Singh G, Ram S, Kaushal V, Kumar S, Bhatia R C, Raizada N, Kaushal R K
Department of Medicine, Dayanand Medical College, 141001, Punjab, Ludhiana, India.
J Neurol Sci. 2000 Jun 15;176(2):131-5. doi: 10.1016/s0022-510x(00)00341-5.

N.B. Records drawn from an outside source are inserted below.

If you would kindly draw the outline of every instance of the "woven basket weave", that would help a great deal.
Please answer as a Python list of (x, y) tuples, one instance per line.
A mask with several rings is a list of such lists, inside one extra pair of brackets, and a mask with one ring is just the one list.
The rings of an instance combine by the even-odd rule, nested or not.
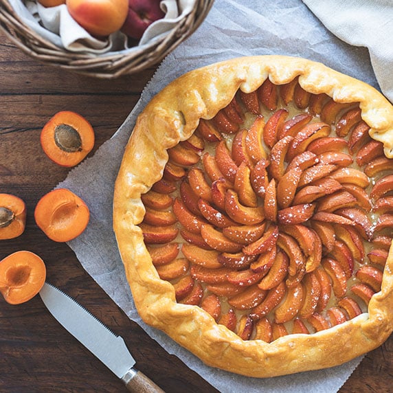
[(25, 24), (8, 0), (0, 0), (0, 28), (25, 53), (34, 59), (69, 71), (97, 78), (113, 78), (156, 65), (202, 23), (214, 0), (198, 0), (192, 11), (167, 35), (138, 50), (96, 55), (60, 48)]

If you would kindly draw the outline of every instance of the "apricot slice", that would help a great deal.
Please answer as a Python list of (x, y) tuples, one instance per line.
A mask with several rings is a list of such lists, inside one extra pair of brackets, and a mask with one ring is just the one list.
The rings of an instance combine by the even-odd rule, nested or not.
[(212, 121), (217, 129), (223, 134), (234, 134), (239, 129), (238, 124), (229, 119), (223, 109), (219, 111)]
[(190, 276), (185, 276), (177, 282), (172, 283), (172, 285), (175, 289), (176, 301), (179, 302), (192, 291), (194, 280)]
[(278, 223), (287, 225), (301, 224), (313, 216), (315, 208), (315, 205), (313, 203), (302, 203), (285, 207), (278, 213)]
[(196, 195), (209, 202), (213, 201), (210, 186), (201, 169), (193, 167), (188, 172), (188, 179), (191, 189)]
[(299, 311), (301, 318), (309, 318), (316, 311), (322, 293), (322, 287), (313, 272), (306, 274), (302, 280), (304, 296)]
[(314, 165), (303, 171), (297, 186), (298, 187), (303, 187), (326, 176), (330, 175), (337, 168), (337, 166), (336, 165), (332, 164), (324, 165), (318, 164)]
[(218, 262), (218, 251), (207, 250), (194, 245), (183, 243), (181, 246), (183, 255), (195, 265), (208, 269), (218, 269), (222, 265)]
[(361, 120), (353, 127), (348, 138), (348, 148), (350, 152), (355, 153), (359, 150), (368, 140), (370, 139), (368, 135), (370, 126)]
[(311, 93), (306, 91), (300, 85), (296, 85), (293, 91), (293, 102), (297, 108), (305, 109), (308, 106), (311, 97)]
[(274, 311), (274, 319), (278, 324), (288, 322), (295, 317), (303, 303), (304, 291), (301, 284), (288, 288), (284, 301)]
[(201, 227), (206, 223), (203, 218), (192, 214), (179, 198), (177, 198), (173, 203), (173, 212), (186, 229), (193, 234), (200, 233)]
[(225, 141), (221, 141), (216, 146), (216, 163), (221, 173), (232, 183), (235, 181), (238, 166), (231, 157)]
[(37, 225), (56, 242), (67, 242), (78, 236), (86, 229), (89, 217), (86, 203), (67, 188), (44, 195), (34, 210)]
[(0, 240), (21, 235), (26, 225), (25, 202), (11, 194), (0, 194)]
[(234, 285), (238, 285), (242, 288), (247, 288), (257, 283), (265, 273), (255, 272), (247, 269), (241, 271), (232, 271), (228, 273), (227, 278)]
[(234, 331), (236, 328), (237, 317), (232, 308), (229, 308), (227, 313), (221, 314), (218, 324), (224, 325), (229, 330)]
[(34, 297), (46, 278), (43, 260), (29, 251), (18, 251), (0, 261), (0, 293), (10, 304), (19, 304)]
[(213, 207), (213, 206), (203, 199), (199, 199), (199, 201), (198, 201), (198, 207), (203, 217), (215, 227), (225, 228), (225, 227), (235, 225), (235, 223), (232, 221), (232, 220)]
[(246, 255), (258, 255), (270, 251), (277, 243), (278, 236), (278, 227), (271, 225), (259, 239), (244, 247), (243, 251)]
[(278, 133), (278, 139), (287, 136), (294, 137), (299, 131), (313, 118), (308, 113), (303, 113), (295, 115), (292, 118), (287, 120)]
[(361, 308), (359, 306), (358, 304), (350, 297), (346, 297), (344, 299), (341, 299), (337, 304), (346, 311), (350, 319), (352, 319), (361, 314)]
[(361, 111), (360, 108), (350, 109), (339, 119), (336, 123), (336, 134), (339, 137), (346, 137), (351, 128), (361, 120)]
[(265, 196), (266, 188), (269, 183), (266, 169), (268, 166), (269, 161), (263, 159), (258, 161), (251, 169), (250, 180), (252, 188), (255, 193), (261, 198)]
[(326, 315), (332, 326), (344, 324), (347, 320), (346, 315), (339, 307), (330, 307), (326, 311)]
[(146, 248), (155, 266), (168, 263), (179, 254), (179, 244), (177, 243), (167, 243), (158, 247), (148, 245)]
[(172, 206), (173, 198), (166, 194), (155, 192), (151, 190), (146, 194), (141, 195), (141, 199), (146, 207), (164, 210)]
[(293, 100), (295, 88), (297, 85), (297, 78), (295, 78), (291, 82), (280, 86), (280, 96), (285, 105), (288, 105)]
[(230, 225), (223, 229), (223, 234), (229, 240), (248, 245), (263, 235), (265, 226), (265, 223), (252, 225)]
[(259, 115), (251, 125), (245, 137), (246, 150), (254, 164), (266, 157), (262, 144), (264, 127), (265, 119), (262, 115)]
[(94, 146), (94, 131), (82, 116), (69, 111), (56, 113), (43, 126), (41, 143), (54, 162), (66, 167), (79, 164)]
[(240, 251), (236, 253), (223, 252), (218, 255), (217, 259), (220, 264), (225, 267), (241, 270), (249, 267), (256, 258), (256, 256), (246, 255)]
[(307, 146), (315, 139), (327, 137), (330, 133), (330, 127), (326, 123), (319, 122), (304, 126), (295, 135), (287, 153), (287, 159), (291, 161), (298, 154), (303, 153)]
[(175, 225), (157, 227), (142, 223), (139, 227), (142, 231), (144, 240), (148, 245), (168, 243), (173, 240), (179, 232)]
[(320, 332), (328, 329), (330, 327), (328, 319), (317, 313), (313, 314), (307, 320), (314, 329), (315, 329), (316, 332)]
[(180, 300), (182, 304), (189, 304), (190, 306), (198, 306), (203, 297), (203, 287), (201, 284), (194, 282), (191, 291), (183, 299)]
[(309, 150), (304, 151), (297, 156), (293, 157), (291, 162), (287, 166), (287, 172), (289, 172), (291, 169), (295, 168), (300, 168), (302, 170), (310, 168), (317, 164), (318, 159), (317, 159), (317, 155), (314, 154), (313, 152)]
[(337, 137), (324, 137), (313, 141), (307, 146), (307, 150), (315, 155), (330, 151), (342, 151), (347, 148), (347, 141)]
[(150, 225), (171, 225), (177, 221), (177, 217), (170, 210), (156, 210), (146, 208), (144, 222)]

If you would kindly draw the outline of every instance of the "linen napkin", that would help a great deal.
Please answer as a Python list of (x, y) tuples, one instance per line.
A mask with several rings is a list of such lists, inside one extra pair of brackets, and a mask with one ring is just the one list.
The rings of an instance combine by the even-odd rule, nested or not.
[(361, 358), (327, 370), (249, 378), (205, 366), (165, 334), (146, 325), (135, 310), (112, 231), (113, 185), (123, 149), (137, 115), (151, 98), (189, 70), (240, 56), (272, 54), (320, 61), (379, 88), (368, 50), (338, 39), (301, 0), (216, 1), (200, 27), (162, 62), (115, 135), (58, 185), (81, 196), (91, 213), (85, 232), (69, 245), (87, 271), (131, 319), (220, 392), (333, 393)]
[(393, 1), (304, 1), (337, 37), (352, 45), (368, 49), (381, 89), (393, 102)]

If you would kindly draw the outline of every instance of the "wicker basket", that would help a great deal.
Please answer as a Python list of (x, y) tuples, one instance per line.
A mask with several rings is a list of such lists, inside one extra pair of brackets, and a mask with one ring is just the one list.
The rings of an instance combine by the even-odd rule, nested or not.
[(74, 53), (58, 47), (23, 23), (8, 0), (0, 0), (0, 28), (34, 59), (69, 71), (97, 78), (114, 78), (156, 65), (202, 23), (214, 0), (197, 0), (192, 11), (167, 35), (146, 48), (104, 54)]

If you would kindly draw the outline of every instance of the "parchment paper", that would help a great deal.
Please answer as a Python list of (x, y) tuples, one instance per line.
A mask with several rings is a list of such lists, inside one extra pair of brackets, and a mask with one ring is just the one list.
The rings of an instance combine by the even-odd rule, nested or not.
[(151, 97), (188, 70), (239, 56), (271, 54), (321, 61), (378, 88), (367, 50), (339, 40), (300, 0), (216, 0), (198, 30), (163, 61), (111, 139), (58, 186), (72, 190), (91, 210), (87, 229), (69, 243), (81, 264), (129, 317), (168, 352), (222, 392), (332, 393), (339, 389), (360, 358), (324, 370), (267, 379), (248, 378), (204, 366), (166, 335), (146, 326), (135, 311), (112, 230), (113, 184), (123, 148), (137, 115)]

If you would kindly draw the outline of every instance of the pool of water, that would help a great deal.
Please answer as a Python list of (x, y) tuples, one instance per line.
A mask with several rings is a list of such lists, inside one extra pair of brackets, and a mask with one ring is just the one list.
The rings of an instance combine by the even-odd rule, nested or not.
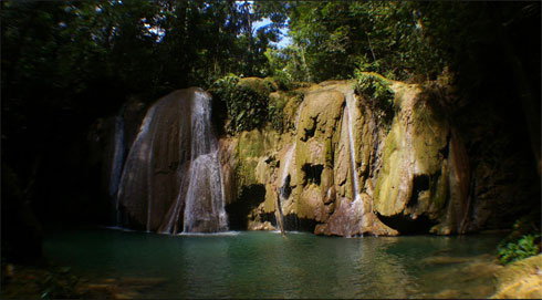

A small, single enhancing lesion (SEL) is often noted upon computed tomography (CT) in children and young adults with recent focal or generalized seizures. A high frequency of seizures has been reported in family members of persons with SEL. We studied the prevalence of seizures and cysticercus electro-immuno-transfer blot (EITB) based seropositivity among family members, specifically household family contacts of pediatric subjects with a SEL. An attempt was also made to determine the etiology of seizures in household family contacts using magnetic resonance imaging (MRI). Information regarding seizure semiology, personal and food habits and detailed family pedigrees was obtained from 20 consecutive pediatric subjects with a SEL and 51 of their household family contacts. EITB sero-assays and stool examinations were performed on all participating subjects. MRIs were done on all EITB positive household family contacts. A family history of seizures was obtained in six index children (30%) (five household first-degree relatives and two distant relatives). Seventeen index children (85%) and 14 family contacts (27%) were EITB positive. A tendency towards clustering of EITB positive cases within individual families was observed. Stool examinations did not reveal Taenia species ova in any of EITB positive subjects. Neuroimaging studies revealed abnormalities consistent with active or inactive neurocysticercosis in all five household family contacts with history of seizures. Four of these five subjects were EITB positive and one was EITB negative. We concluded that children with SEL and seizures may have a family history of seizures. There is a high seropositivity rate in household family contacts of pediatric subjects with solitary cysticercus granulomas (SCGs). EITB based seropositivity in household family contacts with seizures, strongly predicts a cysticercal etiology for seizures. It may be worthwhile to screen household family contacts of children with SEL for taeniasis-cysticercosis.
在近期发生局灶性或全身性癫痫发作的儿童和年轻人中,计算机断层扫描(CT)检查时常常会发现一个小的、单一的强化病灶(SEL)。据报道,患有SEL的人的家庭成员癫痫发作频率较高。我们研究了家庭成员,特别是患有SEL的儿科患者的家庭内部接触者中癫痫发作的患病率以及基于囊尾蚴电免疫转移印迹法(EITB)的血清学阳性率。我们还尝试使用磁共振成像(MRI)来确定家庭内部接触者癫痫发作的病因。从连续20例患有SEL的儿科患者及其51名家庭内部接触者那里获取了有关癫痫发作症状学、个人和饮食习惯以及详细家族谱系的信息。对所有参与研究的对象进行了EITB血清学检测和粪便检查。对所有EITB阳性的家庭内部接触者进行了MRI检查。在6名索引儿童(30%)(5名家庭一级亲属和2名远亲)中发现有癫痫家族史。17名索引儿童(85%)和14名家庭接触者(27%)EITB呈阳性。观察到EITB阳性病例在各个家庭中有聚集倾向。粪便检查在任何EITB阳性对象中均未发现带绦虫卵。神经影像学研究显示,所有5名有癫痫发作史的家庭内部接触者均有与活动性或非活动性神经囊尾蚴病相符的异常表现。这5名对象中有4名EITB呈阳性,1名EITB呈阴性。我们得出结论,患有SEL和癫痫发作的儿童可能有癫痫家族史。患有孤立性囊尾蚴肉芽肿(SCG)的儿科患者的家庭内部接触者血清学阳性率很高。有癫痫发作的家庭内部接触者中基于EITB的血清学阳性强烈预示癫痫发作的囊尾蚴病因。对患有SEL的儿童的家庭内部接触者进行绦虫病 - 囊尾蚴病筛查可能是值得的。